More than 10,000 plastic pieces were gathered from a small beach over a period of 6 months.
The location of this beach, Congwong, at the entrance to Botany Bay, where Europeans first claimed the land, is symbolic. It marks the beginning of a disconnection from the land and its inhabitants.
The work presents itself like a jewel from a distance but on closer inspection displays the enormous array of plastic found on this seemingly pristine beach. It is a sad modern re-enactment of the seafood gathering of the Bidgigal tribe, the traditional custodians of the area.

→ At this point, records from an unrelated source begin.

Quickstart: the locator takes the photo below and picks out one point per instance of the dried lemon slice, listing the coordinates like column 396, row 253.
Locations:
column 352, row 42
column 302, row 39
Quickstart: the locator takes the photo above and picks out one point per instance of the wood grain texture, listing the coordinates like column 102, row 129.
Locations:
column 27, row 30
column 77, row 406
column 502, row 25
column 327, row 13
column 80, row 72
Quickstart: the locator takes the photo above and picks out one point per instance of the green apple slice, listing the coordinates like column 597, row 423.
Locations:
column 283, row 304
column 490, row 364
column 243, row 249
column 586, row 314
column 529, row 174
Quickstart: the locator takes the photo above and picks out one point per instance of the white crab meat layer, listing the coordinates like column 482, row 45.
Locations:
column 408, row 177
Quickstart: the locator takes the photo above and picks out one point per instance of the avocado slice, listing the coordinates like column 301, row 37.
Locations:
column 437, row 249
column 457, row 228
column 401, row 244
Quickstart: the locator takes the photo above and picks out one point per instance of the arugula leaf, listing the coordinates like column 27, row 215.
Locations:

The piece is powerful without any explanation. The fragile nature of the assemblage juxtaposed with the unpleasant reality of waste plastic is beguiling. It intrigues all age groups and relates to all viewers. The fragments are instantly identifiable as utensils of our daily life. The work brings the mistreatment of the planet to a personal level and demonstrates our individual responsibilities in a very accessible manner.
The sculpture has been exhibited at the Bondi Pavilion Art Gallery in November 2014 as part of a Sculpture by the Sea fringe event and in Central Park Sydney in the Waterways exhibition in March 2015.
‘Congwong’ is an sculpture made of more than 10,000 pieces of plastic collected on one beach over a period of 6 months. The plastic pieces have been washed and glue with transparent silicone on acrylic light boxes.
There are 12 light boxes of different dimensions.
The overall size is 2400l x 3000h x 100d mm but the light boxes can be mounted and exhibited in different format, vertical or horizontal (see layout diagrams).